Recently, to ensure PubNub had access to more cloud server capacity across our many regions, we introduced new instance types to our system to provide a more heterogeneous set of instance types on which PubNub’s services run. Over time, PubNub has created many OS/kernel-level configurations to optimize the performance of each server. However, with the more heterogeneous instance types, an underlying setting that we were explicitly specifying, which controls limits on network connectivity, was being silently overridden by our upstream load balancers. When we introduced the new instance types, they would reach connectivity limits. Unfortunately, the errors we initially encountered pointed us in incorrect directions, causing the investigation to take longer than we normally strive for.

The issue was mitigated once we identified this issue and configured the affected services to run on other instance types and launched more capacity.

Mitigation Steps and Recommended Future Preventative Measures 

To prevent recurrence, we modified the new instance types to emit metrics related to these OS thresholds and limits, enabling us to detect when these limits are approached or exceeded, regardless of instance type. This change allows us to scale proactively and properly route traffic based on instance type, ensuring we are more dynamic in heterogenous instance type deployment configuration. 

Again, we apologize for the incidents outlined above and are committed to maintaining transparency when issues affect our customers. Should you have any questions regarding this analysis, please reach out to our support team at support@pubnub.com.

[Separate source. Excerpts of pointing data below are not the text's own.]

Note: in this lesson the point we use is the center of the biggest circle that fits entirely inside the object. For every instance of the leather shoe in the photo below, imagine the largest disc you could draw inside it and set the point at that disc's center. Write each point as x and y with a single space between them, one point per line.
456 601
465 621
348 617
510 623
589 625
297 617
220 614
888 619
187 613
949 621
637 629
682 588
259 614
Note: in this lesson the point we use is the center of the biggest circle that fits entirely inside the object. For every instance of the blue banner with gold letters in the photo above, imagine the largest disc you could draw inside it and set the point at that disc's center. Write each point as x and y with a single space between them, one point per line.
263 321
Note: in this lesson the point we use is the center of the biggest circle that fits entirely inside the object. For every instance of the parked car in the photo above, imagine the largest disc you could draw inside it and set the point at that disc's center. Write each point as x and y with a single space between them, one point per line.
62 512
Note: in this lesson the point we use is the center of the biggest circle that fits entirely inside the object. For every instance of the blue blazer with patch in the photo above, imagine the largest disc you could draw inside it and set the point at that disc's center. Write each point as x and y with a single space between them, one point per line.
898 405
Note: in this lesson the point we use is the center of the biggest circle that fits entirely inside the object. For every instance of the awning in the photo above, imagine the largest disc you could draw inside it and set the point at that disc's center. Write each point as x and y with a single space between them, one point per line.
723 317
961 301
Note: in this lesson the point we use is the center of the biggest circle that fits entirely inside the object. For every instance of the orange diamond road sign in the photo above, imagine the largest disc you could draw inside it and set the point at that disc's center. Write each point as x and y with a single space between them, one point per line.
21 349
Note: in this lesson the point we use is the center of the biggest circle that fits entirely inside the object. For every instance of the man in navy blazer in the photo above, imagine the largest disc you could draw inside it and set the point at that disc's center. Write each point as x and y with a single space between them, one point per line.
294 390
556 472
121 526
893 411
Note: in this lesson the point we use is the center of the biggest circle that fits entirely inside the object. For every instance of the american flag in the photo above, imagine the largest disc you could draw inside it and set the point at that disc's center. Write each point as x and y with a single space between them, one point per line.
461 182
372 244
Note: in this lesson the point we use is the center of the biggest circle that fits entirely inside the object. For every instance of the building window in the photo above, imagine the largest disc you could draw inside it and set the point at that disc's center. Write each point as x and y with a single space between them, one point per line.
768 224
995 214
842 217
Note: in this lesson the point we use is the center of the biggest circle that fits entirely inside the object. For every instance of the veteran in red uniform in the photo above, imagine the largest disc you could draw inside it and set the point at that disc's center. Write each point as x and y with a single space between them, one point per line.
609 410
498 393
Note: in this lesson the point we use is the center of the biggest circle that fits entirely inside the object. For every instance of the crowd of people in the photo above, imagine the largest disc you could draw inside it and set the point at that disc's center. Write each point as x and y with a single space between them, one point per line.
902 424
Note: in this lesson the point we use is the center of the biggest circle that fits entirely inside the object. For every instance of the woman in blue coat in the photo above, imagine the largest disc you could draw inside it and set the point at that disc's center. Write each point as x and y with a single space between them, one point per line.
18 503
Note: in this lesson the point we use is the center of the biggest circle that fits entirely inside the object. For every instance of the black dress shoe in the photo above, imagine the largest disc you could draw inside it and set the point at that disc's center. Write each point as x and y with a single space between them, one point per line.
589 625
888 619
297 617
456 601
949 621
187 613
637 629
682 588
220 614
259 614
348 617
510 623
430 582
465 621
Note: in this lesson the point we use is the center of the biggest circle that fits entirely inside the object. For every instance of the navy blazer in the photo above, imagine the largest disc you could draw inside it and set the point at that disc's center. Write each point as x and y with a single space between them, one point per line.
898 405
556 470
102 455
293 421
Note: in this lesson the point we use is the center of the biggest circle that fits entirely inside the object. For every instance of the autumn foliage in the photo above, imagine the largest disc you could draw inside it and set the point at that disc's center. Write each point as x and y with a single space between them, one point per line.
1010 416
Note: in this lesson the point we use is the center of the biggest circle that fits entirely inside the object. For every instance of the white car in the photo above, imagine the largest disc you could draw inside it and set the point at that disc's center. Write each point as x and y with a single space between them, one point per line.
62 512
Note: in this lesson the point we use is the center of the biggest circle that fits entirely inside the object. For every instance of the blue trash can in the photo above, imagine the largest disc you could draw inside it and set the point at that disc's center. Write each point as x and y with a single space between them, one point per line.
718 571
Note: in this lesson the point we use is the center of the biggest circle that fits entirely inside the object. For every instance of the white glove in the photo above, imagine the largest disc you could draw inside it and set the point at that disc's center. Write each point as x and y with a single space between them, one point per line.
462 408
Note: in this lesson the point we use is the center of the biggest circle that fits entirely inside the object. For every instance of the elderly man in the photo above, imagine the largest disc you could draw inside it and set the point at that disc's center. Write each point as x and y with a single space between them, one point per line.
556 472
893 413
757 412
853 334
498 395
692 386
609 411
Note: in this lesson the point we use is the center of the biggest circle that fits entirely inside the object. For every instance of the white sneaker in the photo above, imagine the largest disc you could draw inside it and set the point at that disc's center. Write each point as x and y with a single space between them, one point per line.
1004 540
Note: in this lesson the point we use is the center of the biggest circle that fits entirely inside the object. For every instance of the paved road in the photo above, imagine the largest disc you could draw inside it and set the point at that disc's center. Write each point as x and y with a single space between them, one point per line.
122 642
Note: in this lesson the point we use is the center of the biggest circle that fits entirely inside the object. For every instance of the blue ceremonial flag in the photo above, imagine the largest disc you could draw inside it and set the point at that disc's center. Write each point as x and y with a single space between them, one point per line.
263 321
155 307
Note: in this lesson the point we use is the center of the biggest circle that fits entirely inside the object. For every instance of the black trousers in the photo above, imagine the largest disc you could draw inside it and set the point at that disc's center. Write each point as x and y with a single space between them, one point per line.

Posted Jul 03, 2025 - 18:49 UTC

Resolved

With no further issues observed, the incident has been resolved. We will follow up soon with a root cause analysis.
If you believe you experienced an impact related to this incident, please report it to PubNub Support at support@pubnub.com.
Posted Jun 27, 2025 - 10:38 UTC

Monitoring

A fix has been implemented and we are monitoring the results.
Posted Jun 27, 2025 - 10:06 UTC

Identified

The issue has been identified and a fix is being implemented.
Posted Jun 27, 2025 - 10:00 UTC

Update

The PubNub Technical Staff continues to investigate. More updates will follow once available.
Posted Jun 27, 2025 - 09:50 UTC

Investigating

At approximately 08:15 UTC, PubNub services began experiencing elevated latencies and server errors in the Europe region. PubNub Technical Staff is currently investigating, and more updates will follow once available.
Posted Jun 27, 2025 - 09:21 UTC
This incident affected: Points of Presence (European Points of Presence).